Your out-of-pocket costs come in three forms:
- Deductible—The amount you have to pay each year before your insurance kicks in.
- Co-pay—The flat fee you pay at the time of service.
- Coinsurance—The percentage that you must cover, after you have met your deductible, with your insurance company paying the rest.
You should know that lower premiums often mean higher out-of-pocket costs. So weigh your options carefully before picking the plan with the lowest premium.
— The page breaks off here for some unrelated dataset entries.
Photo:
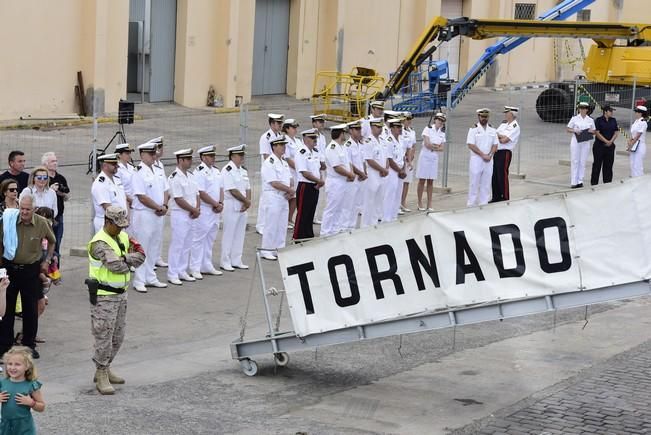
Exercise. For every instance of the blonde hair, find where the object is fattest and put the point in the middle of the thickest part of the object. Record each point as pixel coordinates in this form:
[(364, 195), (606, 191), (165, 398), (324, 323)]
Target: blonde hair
[(26, 353)]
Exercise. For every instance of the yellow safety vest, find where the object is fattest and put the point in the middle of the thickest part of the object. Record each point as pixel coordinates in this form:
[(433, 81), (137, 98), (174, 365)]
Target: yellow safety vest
[(96, 268)]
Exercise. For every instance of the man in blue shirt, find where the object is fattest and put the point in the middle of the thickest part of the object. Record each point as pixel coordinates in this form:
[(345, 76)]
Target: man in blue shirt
[(603, 150)]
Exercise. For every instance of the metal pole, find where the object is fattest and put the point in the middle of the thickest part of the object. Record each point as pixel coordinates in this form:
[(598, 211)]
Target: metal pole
[(446, 150), (267, 309)]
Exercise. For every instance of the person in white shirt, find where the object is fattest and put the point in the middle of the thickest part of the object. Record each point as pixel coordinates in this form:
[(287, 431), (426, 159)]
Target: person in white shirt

A higher premium plan with lower out-of-pocket costs might be right for you if you need frequent health care or expensive procedures. For example, if you or one of your family members:
- Expect or plan to have a baby
- Are planning a surgery
- Received a new diagnosis like diabetes or cancer
- See a specialist on a regular basis
- Frequently need emergency care
- Take expensive or brand-named medications on a regular basis
A lower premium plan with higher out-of-pocket costs might be right for you if you and your family members:
- Do not need frequent health care
- Are in generally good health and rarely see a doctor
- Do not often participate in activities with a high risk of injury
You may also choose a lower premium plan with a high-deductible, and put money into a health savings account (HSA) or flexible spending account (FSA), designed to help you save money for health expenses that you can withdraw when you need them.
To help you make an informed decision, use the Community Checkup to look at how individual health plans score on measures relevant to you.